シフトレバーが取りつくシフトブロックの部分ですが、ドライバーで指している部分に本来は1mm厚の丸いベークライトのワッシャーが付いていてインシュレーターになっているのですが、欠損しています。これだとシフトブロックの横方向にガタが出ますのでシフトレバーのフィーリングが悪くなります。ベークワッシャーは経年劣化で粉砕されて無くなったのでしょう。
この部分の段付き摩耗も仕方ないですね。みんな多かれ少なかれこのように摩耗しています。ここはこのまま行くしか無いでしょう。
ギヤ部を取り出しました。
リヤ側です。
M38ナットはやはり当時、流行ったらしいネジ緩み止めのおまじないがされていて、ポンチ打ちとタガネ攻撃がされています。ほとんどの場合そんなおまじないは効果が無いんですが、今回はまだ緩むところまでは行かずしっかり締まっていました。
1速ポルシェシンクロはリング地肌が出てきていますので交換が必要です。
ほかのギヤについてはポルシェシンクロの状態は悪くはなかったです。
3-4速のシンクロスリーブ(シフトフォークが組みあう部分)は画像の様にフォーク爪が入る溝の部分に段付き摩耗が3速&4速側ともにかなり削り込まれて摩耗しています。これは交換が必要です。
1速の裏にあるワッシャーに丸い凹みが見られますが、形状的に右側に見えるボールベアリングの玉の様なパーツをずらして組んだためにできたのではないかと思います。現在はボール球は正規の位置にあるので、途中で気が付いて直したのでしょう。
メインインプットです。問題は無いかと思ったのですが、思わぬところに
赤矢印の部分、シンクロ舳先パーツがメインシャフトスプラインのところで周上3か所で溶接されています。もう加工してしまってあるので変えようがないのですが、今のところ品質は良さそうなのでこのまま行くしかありません。

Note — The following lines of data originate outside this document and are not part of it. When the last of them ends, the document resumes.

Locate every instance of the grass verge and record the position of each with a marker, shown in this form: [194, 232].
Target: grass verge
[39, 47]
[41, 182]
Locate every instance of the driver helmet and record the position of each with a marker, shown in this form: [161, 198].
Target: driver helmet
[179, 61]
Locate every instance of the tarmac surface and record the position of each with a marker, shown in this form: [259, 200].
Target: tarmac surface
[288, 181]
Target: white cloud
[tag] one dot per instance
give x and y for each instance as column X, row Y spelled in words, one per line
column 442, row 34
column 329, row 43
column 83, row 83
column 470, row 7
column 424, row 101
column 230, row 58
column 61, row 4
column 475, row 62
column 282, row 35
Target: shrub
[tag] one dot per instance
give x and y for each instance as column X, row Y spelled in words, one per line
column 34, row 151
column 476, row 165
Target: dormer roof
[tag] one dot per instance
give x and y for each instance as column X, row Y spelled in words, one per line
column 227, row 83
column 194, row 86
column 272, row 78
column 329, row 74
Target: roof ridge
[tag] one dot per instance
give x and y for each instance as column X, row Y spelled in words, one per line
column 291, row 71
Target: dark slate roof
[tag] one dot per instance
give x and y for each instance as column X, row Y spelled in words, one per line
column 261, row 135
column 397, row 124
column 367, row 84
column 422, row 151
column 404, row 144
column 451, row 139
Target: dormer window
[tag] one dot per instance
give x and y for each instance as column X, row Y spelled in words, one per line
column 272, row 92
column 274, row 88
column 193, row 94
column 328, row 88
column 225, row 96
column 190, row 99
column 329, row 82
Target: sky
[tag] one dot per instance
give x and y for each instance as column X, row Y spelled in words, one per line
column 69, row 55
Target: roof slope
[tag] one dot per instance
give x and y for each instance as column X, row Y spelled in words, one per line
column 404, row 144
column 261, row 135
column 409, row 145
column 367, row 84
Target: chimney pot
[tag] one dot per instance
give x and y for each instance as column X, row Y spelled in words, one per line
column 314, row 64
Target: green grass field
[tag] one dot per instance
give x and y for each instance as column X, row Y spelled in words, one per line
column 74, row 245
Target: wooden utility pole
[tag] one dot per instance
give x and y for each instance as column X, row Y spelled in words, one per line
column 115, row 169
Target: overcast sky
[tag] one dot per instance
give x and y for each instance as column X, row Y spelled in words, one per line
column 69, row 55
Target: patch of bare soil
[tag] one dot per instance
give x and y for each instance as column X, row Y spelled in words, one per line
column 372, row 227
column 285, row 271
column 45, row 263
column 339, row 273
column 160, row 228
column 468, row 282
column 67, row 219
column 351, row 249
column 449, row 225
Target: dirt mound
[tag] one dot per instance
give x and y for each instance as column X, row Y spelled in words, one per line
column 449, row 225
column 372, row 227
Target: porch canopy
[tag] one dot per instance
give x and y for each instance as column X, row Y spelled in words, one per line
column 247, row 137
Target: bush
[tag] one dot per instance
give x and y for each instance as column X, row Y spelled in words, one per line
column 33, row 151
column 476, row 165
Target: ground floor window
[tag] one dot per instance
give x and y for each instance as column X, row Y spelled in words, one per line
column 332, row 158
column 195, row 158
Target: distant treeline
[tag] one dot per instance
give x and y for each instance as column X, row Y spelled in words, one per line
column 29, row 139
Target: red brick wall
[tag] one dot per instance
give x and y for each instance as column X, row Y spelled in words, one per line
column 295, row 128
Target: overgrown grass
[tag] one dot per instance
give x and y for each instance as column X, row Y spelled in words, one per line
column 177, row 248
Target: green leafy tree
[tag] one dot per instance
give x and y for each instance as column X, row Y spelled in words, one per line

将来シンクロ舳先を交換したいという状況になったときには、シンクロ舳先だけでは交換ができませんので、メインインプット一式交換することになります。
組み立てに入ります。
1-2速用のパーツです。
1速のシンクロCリングを交換します。
Cリングを取り外したところですが、サーボをかけるキーパーツが片側(2速からのシフトダウン側)のみの設計となっています。71Aのこの時期のミッションではこれが通常の状態です。ところが中には1速のギヤの両回転共にサーボのついている仕様もございます。メーカ側でどのような仕様分けだったのか不明ですが、存在します。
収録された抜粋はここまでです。